Mas aí chegou a era digital. E como disse lá no início, o tempo escorre e o mundo muda. E esse lugar único, está com os dias contados. Conversando outro dia com Pedrinho Tibau, ele desabafou:
— A internet matou os direitos autorais. Das fotos à música, todos baixam tudo pela internet, de graça. Não tem como concorrer com isso. E logo, logo o setor literário também vai entrar nessa onda, com os leitores digitais. Vamos ver as livrarias desaparecer, como estamos vendo as lojas de disco.

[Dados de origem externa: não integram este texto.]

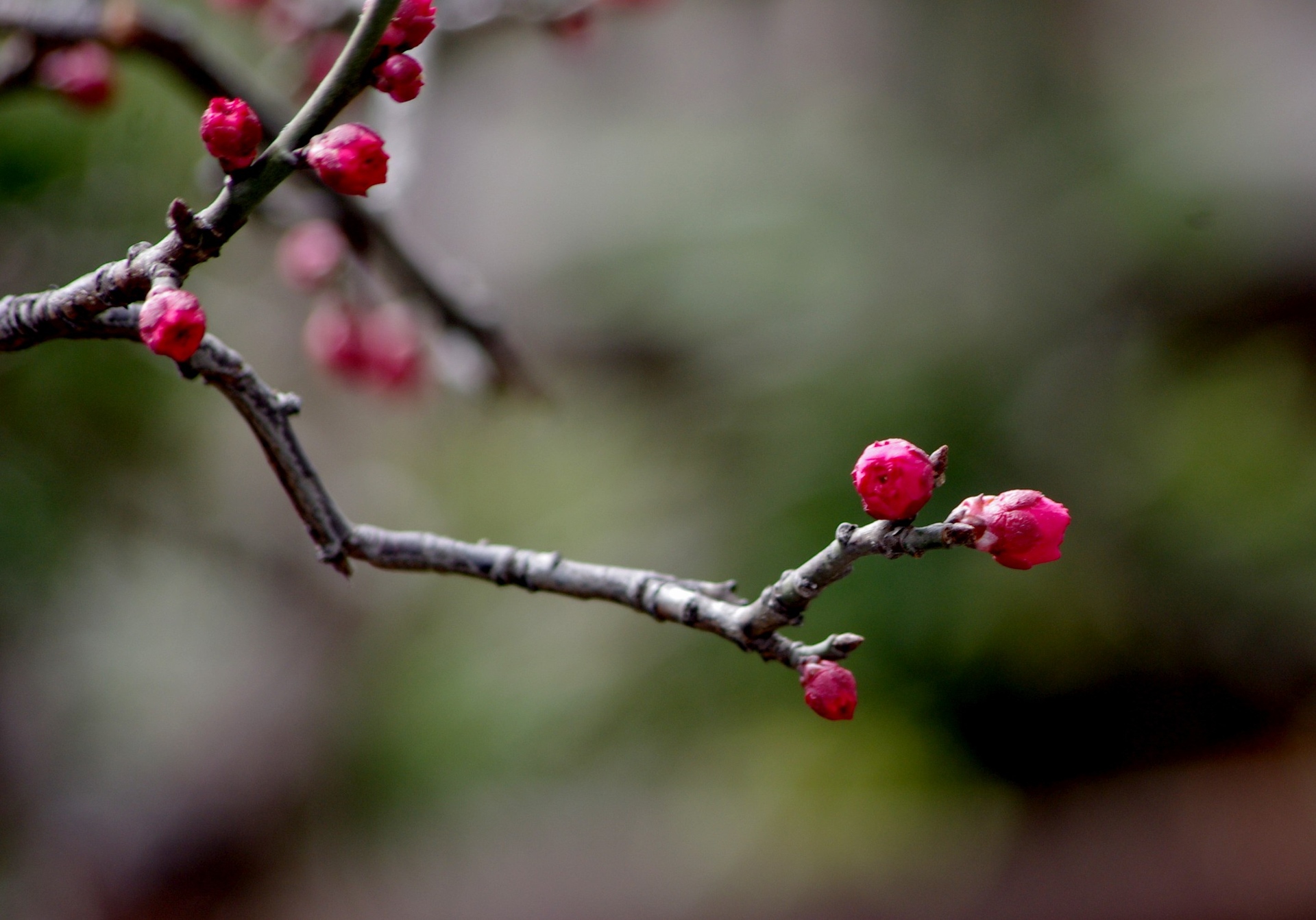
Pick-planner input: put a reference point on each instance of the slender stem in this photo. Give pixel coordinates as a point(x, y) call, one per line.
point(707, 606)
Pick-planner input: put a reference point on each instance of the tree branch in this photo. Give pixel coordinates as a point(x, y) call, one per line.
point(171, 40)
point(194, 239)
point(97, 306)
point(708, 606)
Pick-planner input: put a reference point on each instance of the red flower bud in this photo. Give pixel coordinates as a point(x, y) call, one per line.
point(894, 478)
point(349, 158)
point(411, 25)
point(399, 77)
point(310, 253)
point(1020, 528)
point(332, 339)
point(394, 348)
point(171, 323)
point(84, 73)
point(829, 690)
point(232, 132)
point(576, 28)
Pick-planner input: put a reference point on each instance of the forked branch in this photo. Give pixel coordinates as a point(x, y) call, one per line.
point(708, 606)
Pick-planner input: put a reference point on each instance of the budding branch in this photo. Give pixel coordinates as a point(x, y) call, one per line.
point(124, 24)
point(99, 306)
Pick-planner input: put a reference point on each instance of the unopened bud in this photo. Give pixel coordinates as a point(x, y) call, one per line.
point(894, 478)
point(1020, 528)
point(171, 323)
point(829, 690)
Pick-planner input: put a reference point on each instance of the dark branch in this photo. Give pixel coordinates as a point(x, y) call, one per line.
point(708, 606)
point(173, 40)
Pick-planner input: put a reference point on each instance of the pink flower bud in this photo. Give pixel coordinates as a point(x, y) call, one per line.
point(411, 25)
point(332, 339)
point(576, 28)
point(310, 254)
point(829, 690)
point(1021, 528)
point(394, 348)
point(83, 73)
point(171, 323)
point(399, 77)
point(894, 478)
point(232, 133)
point(349, 158)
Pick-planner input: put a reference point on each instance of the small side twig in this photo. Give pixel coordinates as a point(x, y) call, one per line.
point(44, 24)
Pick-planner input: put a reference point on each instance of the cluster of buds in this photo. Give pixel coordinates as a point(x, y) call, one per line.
point(82, 73)
point(380, 346)
point(1020, 528)
point(895, 479)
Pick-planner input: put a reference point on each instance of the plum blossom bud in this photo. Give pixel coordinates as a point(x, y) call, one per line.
point(230, 132)
point(829, 690)
point(83, 73)
point(171, 323)
point(311, 253)
point(894, 478)
point(576, 28)
point(1020, 528)
point(349, 158)
point(410, 27)
point(332, 339)
point(400, 78)
point(394, 348)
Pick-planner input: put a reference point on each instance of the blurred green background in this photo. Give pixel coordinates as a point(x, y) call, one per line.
point(736, 240)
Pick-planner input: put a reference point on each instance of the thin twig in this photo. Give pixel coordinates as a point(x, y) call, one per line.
point(708, 606)
point(173, 40)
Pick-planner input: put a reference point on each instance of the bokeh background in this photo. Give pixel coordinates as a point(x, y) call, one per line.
point(736, 241)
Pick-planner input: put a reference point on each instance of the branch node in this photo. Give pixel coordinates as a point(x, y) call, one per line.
point(287, 404)
point(183, 223)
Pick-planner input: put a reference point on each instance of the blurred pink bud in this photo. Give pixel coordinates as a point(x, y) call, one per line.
point(332, 340)
point(576, 28)
point(829, 690)
point(894, 478)
point(230, 132)
point(394, 348)
point(324, 53)
point(1020, 528)
point(400, 78)
point(349, 158)
point(310, 254)
point(83, 73)
point(171, 323)
point(411, 25)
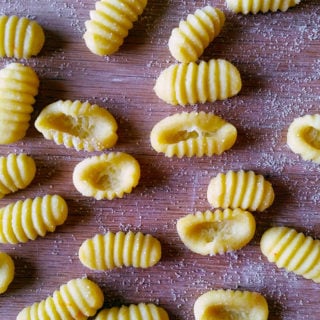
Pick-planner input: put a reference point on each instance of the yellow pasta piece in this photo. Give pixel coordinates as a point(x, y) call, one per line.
point(16, 172)
point(293, 251)
point(103, 252)
point(77, 299)
point(192, 134)
point(191, 83)
point(110, 23)
point(78, 125)
point(26, 220)
point(18, 87)
point(106, 176)
point(231, 304)
point(20, 37)
point(255, 6)
point(303, 137)
point(209, 233)
point(6, 271)
point(240, 189)
point(188, 42)
point(145, 311)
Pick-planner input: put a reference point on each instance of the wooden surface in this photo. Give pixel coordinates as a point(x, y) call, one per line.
point(278, 55)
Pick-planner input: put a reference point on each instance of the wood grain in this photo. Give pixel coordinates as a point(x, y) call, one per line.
point(278, 55)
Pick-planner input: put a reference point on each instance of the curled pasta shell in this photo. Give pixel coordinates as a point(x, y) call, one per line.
point(192, 134)
point(77, 299)
point(191, 83)
point(103, 252)
point(26, 220)
point(20, 37)
point(78, 125)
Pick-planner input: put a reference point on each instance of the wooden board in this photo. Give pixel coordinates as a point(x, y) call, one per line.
point(278, 55)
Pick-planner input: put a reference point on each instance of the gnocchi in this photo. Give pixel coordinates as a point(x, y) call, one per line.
point(20, 37)
point(18, 87)
point(192, 134)
point(188, 41)
point(78, 125)
point(77, 299)
point(191, 83)
point(110, 250)
point(231, 304)
point(110, 23)
point(6, 271)
point(293, 251)
point(209, 233)
point(26, 220)
point(106, 176)
point(16, 172)
point(240, 189)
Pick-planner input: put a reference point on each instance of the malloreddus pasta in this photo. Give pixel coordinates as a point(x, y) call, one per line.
point(77, 299)
point(18, 88)
point(192, 134)
point(110, 250)
point(188, 41)
point(191, 83)
point(110, 23)
point(78, 125)
point(20, 37)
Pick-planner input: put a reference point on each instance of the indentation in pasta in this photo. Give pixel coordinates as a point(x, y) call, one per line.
point(191, 83)
point(106, 176)
point(241, 189)
point(77, 299)
point(78, 125)
point(293, 251)
point(26, 220)
point(103, 252)
point(192, 134)
point(188, 41)
point(110, 23)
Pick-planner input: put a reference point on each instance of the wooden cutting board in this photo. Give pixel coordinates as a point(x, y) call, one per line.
point(278, 55)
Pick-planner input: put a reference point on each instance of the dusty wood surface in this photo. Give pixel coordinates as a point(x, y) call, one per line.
point(278, 55)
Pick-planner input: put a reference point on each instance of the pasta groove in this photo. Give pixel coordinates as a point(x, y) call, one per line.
point(191, 83)
point(26, 220)
point(110, 23)
point(18, 87)
point(188, 41)
point(77, 299)
point(241, 189)
point(103, 252)
point(293, 251)
point(78, 125)
point(20, 37)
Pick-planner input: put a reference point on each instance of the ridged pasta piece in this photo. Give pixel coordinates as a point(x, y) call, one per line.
point(77, 299)
point(209, 233)
point(293, 251)
point(18, 87)
point(145, 311)
point(188, 41)
point(303, 137)
point(26, 220)
point(240, 189)
point(110, 23)
point(192, 134)
point(106, 176)
point(231, 304)
point(110, 250)
point(16, 172)
point(6, 271)
point(191, 83)
point(78, 125)
point(20, 37)
point(255, 6)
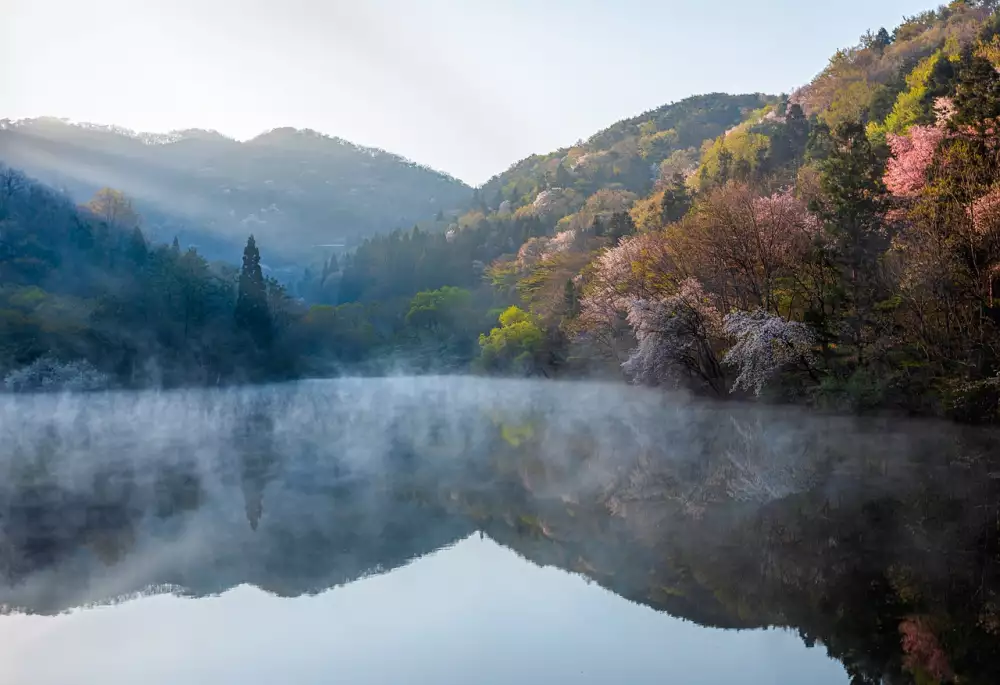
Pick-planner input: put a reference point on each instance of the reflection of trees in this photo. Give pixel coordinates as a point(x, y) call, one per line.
point(883, 550)
point(257, 460)
point(878, 541)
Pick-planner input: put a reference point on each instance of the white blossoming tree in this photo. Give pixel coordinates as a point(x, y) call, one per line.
point(765, 344)
point(675, 337)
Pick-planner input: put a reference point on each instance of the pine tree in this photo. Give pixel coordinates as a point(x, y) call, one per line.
point(138, 251)
point(676, 200)
point(252, 312)
point(621, 226)
point(571, 300)
point(853, 209)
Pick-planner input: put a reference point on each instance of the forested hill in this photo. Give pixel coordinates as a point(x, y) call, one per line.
point(839, 247)
point(630, 155)
point(294, 189)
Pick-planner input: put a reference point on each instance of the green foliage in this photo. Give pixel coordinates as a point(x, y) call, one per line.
point(253, 314)
point(295, 188)
point(515, 347)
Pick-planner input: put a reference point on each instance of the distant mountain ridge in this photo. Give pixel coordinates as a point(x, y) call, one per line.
point(293, 188)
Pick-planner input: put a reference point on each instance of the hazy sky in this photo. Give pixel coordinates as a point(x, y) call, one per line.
point(466, 86)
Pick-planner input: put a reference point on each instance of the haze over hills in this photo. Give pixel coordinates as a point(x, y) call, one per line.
point(298, 190)
point(294, 189)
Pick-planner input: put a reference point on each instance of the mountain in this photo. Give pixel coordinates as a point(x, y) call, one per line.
point(294, 189)
point(630, 155)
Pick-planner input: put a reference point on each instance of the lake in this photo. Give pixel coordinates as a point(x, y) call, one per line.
point(462, 530)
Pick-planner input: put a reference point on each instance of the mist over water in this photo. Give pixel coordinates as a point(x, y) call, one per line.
point(179, 475)
point(728, 515)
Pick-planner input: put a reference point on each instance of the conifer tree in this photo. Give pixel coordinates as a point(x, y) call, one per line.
point(252, 313)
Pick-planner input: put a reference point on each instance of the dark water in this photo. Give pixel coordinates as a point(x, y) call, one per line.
point(459, 530)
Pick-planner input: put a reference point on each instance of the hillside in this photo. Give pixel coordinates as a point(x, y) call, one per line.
point(294, 189)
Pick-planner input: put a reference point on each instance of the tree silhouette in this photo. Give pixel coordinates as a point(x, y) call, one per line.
point(252, 313)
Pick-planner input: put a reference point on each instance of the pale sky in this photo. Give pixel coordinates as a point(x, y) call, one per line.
point(464, 86)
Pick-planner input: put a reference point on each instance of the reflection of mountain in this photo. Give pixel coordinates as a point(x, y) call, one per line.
point(878, 540)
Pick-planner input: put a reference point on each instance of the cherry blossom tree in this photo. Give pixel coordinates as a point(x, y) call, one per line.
point(740, 244)
point(675, 339)
point(640, 267)
point(765, 344)
point(912, 154)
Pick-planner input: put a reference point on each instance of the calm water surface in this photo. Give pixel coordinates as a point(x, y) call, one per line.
point(460, 530)
point(473, 612)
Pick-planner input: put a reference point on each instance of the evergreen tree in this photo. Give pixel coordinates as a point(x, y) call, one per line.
point(853, 209)
point(571, 300)
point(252, 313)
point(676, 200)
point(621, 226)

Há uma proposta de transformar o lugar num miniCanecão, uma casa de shows de médio porte e um palco menor para concertos mais comedidos, reduzindo o espaço da loja de CDs. Neste momento, enquanto escrevo estas mal traçadas, alguns possíveis investidores analisam a proposta. O Rio de Janeiro está mesmo precisando de um lugar como a Modern. Um lugar que não seja nos confins da Barra da Tijuca e que não cobre um olho ou uma orelha por um show. Já perdemos o Mistura Fina, o Tio Patinhas, o Ponto de Encontro, o Beco das Garrafas, o Hipódromo Up, o Cinemathèque, e tantos outros. Se ficarmos sem a Modern, o Rio ficará mais silencioso. Todo mundo ouvindo seus iPods turbinados, individualmente, mas sem um lugar para os músicos e os amantes da música transitarem, se encontrarem, sem jam sessions, sem improvisações. Terei que pagar R$ 200 só de ingresso para ouvir Leny Andrade numa casa de shows da Barra da Tijuca.